Yes, I have replicated this, will get it fixed and released ASAP.
-Brian
>
> Best regards
> Henrik
Okay, so right now it is working "as expected" but the behavior is not
good. Unless overridden the sql object api falls through to
Statement#setObject(...) which provides vendor-specific behavior based
on whatever the vendor feels like doing. It makes sense to keep the
default behavior as setObject(), it is easy to remember, but db
vendors don't always do smart things. We have a few options:
a) detect if it is an enum and bind it as a string in ObjectArgument
b) Add an enum binder which can be registered on the sql object or
method which will detect enums and bind them appropriately.

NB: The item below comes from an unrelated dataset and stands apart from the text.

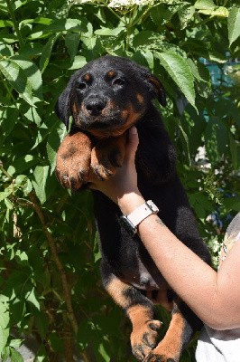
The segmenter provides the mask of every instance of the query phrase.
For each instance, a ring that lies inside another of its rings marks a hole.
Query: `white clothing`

c) Provide a @ReasonablySmartBindingBehavior type annotation (example
name) which handles all these types of special cases and is must be
explicitly used.
I am actually torn on the right approach to this and would like
feedback. I suspect Statement#setObject(...) with an enum is probably
effectively broken on all drivers, so better default behavior from
JDBI makes sense, but as drivers pick up better behavior, I don't want
to create confusion around hard to find special cases when users don't
get the behavior they expect.
What do folks think?
>
> -Brian
>
>>
>> Best regards
>> Henrik
I don't know which way to lean, but thought I will share one
additional aspect: enums have 'name()' and 'toString()', which may or
may not do the same thing, so there's also choice between these two.
By default I think they return the same, so using toString() may make
most sense, as it can be overridden.
I think that this choice might make most sense as long as it is
overridable: JDBC drivers do quite a bit of implicit casting anyway,
so it would seem closest to "just works" goal.